CSES - E4590 2018 1 - 3SAT solverCSES - 3SAT solver

## 3SAT solver

 Time limit: 6.00 s Memory limit: 512 MB

SAT solvers find satisfying assignments to Boolean formulas. The formulas are given in the conjunctive normal form:
• the formula is a conjunction of $m$ clauses: $c_1 \land c_2 \land \ldots$
• each clause $c_j$ is a disjunction of literals: $\ell_1 \lor \ell_2 \lor \ldots$
• each literal $\ell_k$ is either a Boolean variable $x_i$ or is negation $\lnot x_i$.
Here $\land$ is the "AND" operation, $\lor$ is the "OR" operation, and $\lnot$ is the "NOT" operation. We will always assume that the variables are called $x_1, x_2, \ldots, x_n$.

For example, here is a Boolean formula in the conjunctive normal form; we have $m = 3$ clauses and $n = 3$ variables:
$$(x_1 \lor x_2 \lor x_3) \land (\lnot x_1 \lor \lnot x_2 \lor \lnot x_3) \land (\lnot x_1 \lor x_2 \lor x_3).$$
This formula is satisfiable; we can find the following variable assignment that makes the formula true:
$$x_1 = \mathrm{false},\ x_2 = \mathrm{true},\ x_3 = \mathrm{true}.$$
Such formulas are commonly represented in the standard DIMACS format: the first line contains the magic words "p" ("problem") and "cnf" ("conjunctive normal form"), and then it is followed by the number of variables $n$ and the number of clauses $m$. This is followed by $m$ lines, each describing one clause. The line contains just one number per literal: a positive literal $x_i$ is written as $i$, and a negated literal $\lnot x_i$ is written as $-i$. The clause is terminated with a $0$.

For example, the above formula would be written as follows in the DIMACS format:

p cnf 3 3 1 2 3 0 -1 -2 -3 0 -1 2 3 0

Now we could take a commonly used SAT solver, for example "picosat", and ask it to solve this. We will get e.g. the following output:

s SATISFIABLE v -1 2 3 0

Here the first line of output that starts with an "s" indicates that this formula was indeed satisfiable, and the second line of output that starts with a "v" gives the variable assingment. For each $i = 1, \dotsc, n$, we write $i$ if $x_i$ is true and $-i$ if $x_i$ is false.

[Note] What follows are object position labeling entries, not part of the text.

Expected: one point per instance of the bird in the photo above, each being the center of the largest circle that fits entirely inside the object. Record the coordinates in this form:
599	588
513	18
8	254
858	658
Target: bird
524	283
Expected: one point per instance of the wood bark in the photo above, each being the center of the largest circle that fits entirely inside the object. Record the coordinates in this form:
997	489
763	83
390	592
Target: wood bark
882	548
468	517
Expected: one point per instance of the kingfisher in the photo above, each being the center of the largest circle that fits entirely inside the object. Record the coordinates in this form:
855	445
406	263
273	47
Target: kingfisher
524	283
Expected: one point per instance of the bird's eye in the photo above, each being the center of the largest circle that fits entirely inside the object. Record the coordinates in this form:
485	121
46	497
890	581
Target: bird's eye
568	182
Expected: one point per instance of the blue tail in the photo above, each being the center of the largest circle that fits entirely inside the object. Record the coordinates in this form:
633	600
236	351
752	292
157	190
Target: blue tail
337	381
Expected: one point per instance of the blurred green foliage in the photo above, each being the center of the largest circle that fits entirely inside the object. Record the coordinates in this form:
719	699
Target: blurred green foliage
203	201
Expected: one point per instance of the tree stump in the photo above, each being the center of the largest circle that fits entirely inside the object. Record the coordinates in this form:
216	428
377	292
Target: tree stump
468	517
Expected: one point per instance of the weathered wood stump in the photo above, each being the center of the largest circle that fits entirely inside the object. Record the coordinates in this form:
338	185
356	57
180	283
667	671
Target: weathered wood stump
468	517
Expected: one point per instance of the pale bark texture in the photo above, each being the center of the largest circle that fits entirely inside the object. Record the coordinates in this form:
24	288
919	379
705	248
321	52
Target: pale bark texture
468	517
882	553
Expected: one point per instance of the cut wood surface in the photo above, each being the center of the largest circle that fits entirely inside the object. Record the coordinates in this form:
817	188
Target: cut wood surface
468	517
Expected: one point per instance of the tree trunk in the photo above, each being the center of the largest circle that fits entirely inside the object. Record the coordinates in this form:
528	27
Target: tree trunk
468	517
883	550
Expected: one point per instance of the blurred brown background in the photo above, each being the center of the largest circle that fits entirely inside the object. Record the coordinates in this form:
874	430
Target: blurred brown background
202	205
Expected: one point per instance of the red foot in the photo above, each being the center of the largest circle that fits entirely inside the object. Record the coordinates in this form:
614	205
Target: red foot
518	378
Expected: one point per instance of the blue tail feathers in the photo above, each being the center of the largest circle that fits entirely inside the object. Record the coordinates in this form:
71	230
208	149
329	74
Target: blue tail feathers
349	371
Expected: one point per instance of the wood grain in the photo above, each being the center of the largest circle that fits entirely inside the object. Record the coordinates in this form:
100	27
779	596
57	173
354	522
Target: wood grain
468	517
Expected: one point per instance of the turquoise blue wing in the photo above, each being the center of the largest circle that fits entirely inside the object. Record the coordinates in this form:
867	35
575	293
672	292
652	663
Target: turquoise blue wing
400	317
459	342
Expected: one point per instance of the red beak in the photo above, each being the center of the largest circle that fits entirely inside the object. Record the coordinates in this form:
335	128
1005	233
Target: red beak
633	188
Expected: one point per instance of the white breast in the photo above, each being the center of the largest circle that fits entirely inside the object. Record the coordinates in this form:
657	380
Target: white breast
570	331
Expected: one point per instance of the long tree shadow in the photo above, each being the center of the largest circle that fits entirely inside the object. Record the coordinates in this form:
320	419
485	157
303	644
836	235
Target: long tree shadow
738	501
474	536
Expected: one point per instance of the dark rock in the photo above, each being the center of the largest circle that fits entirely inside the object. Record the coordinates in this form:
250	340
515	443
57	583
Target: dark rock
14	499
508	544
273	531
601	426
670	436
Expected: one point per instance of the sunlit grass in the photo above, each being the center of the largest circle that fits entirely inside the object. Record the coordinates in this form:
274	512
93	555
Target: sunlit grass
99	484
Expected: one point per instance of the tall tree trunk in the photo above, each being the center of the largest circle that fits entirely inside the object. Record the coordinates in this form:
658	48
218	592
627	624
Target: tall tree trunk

Again, the list is terminated with a $0$.

Your task here is to write a SAT solver that solves formulas in certain special cases.

Input

The input is a Boolean formula in the conjunctive normal form, given in the DIMACS format.

We promise the following:
• Each clause contains exactly 3 literals.
• Each variable occurs at most 3 times in the entire formula (either negated or unnegated).
• The same variable does not occur multiple times in a one clause.
• The formula will be satisfiable; there will be a way to solve it.
Output

Output a satisfying assignment in a format similar to the one used in the "picosat" example above. There should be two lines of output: first one that says "s SATISFIABLE", and then one that starts with "v", then contains $n$ values that indicate the satisfying assignment, and finally a "0".

Limits
• Number of variables: $3 \le n \le 10^5$
• Number of clauses: $3 \le m \le 10^4$
Example

Input:
p cnf 8 5 4 -5 3 0 -5 -2 -4 0 8 -1 2 0 -3 5 6 0 2 1 8 0

Output:
s SATISFIABLE v -1 2 -3 -4 -5 6 -7 8 0

Note that all variables occur at most $3$ times in the entire formula: e.g. variable $x_5$ occurs $3$ times and $x_8$ occurs $2$ times.